A directive Ni catalyst overrides conventional site selectivity in pyridine C–H alkenylation

Achieving the transition metal-catalysed pyridine C3−H alkenylation, with pyridine as the limiting reagent, has remained a long-standing challenge. Previously, we disclosed that the use of strong coordinating bidentate ligands can overcome catalyst deactivation and provide Pd-catalysed C3 alkenylation of pyridines. However, this strategy proved ineffective when using pyridine as the limiting reagent, as it required large excesses and high concentrations to achieve reasonable yields, which rendered it inapplicable to complex pyridines prevalent in bioactive molecules. Here we report that a bifunctional N-heterocyclic carbene-ligated Ni–Al catalyst can smoothly furnish C3–H alkenylation of pyridines. This method overrides the intrinsic C2 and/or C4 selectivity, and provides a series of C3-alkenylated pyridines in 43–99% yields and up to 98:2 C3 selectivity. This method not only allows a variety of pyridine and heteroarene substrates to be used as the limiting reagent, but is also effective for the late-stage C3 alkenylation of diverse complex pyridine motifs in bioactive molecules.

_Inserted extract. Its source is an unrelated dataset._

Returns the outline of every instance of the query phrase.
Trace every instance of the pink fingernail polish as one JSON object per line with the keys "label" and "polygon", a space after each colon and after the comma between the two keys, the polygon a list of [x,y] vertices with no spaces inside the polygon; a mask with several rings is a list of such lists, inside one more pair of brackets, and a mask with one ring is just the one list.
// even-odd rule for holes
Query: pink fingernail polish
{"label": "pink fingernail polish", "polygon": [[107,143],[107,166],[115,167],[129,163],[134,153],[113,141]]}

Selective C–H alkenylation of pyridines at the C3 position, with the pyridine as the limiting reagent, is a long-standing synthetic challenge. Now, it has been shown that this can be achieved using a bifunctional N-heterocyclic carbene-ligated Ni–Al catalyst that overrides the intrinsic C2/4 selectivity of pyridines and enables the selective late-stage functionalization of a range of complex pyridyl-containing motifs.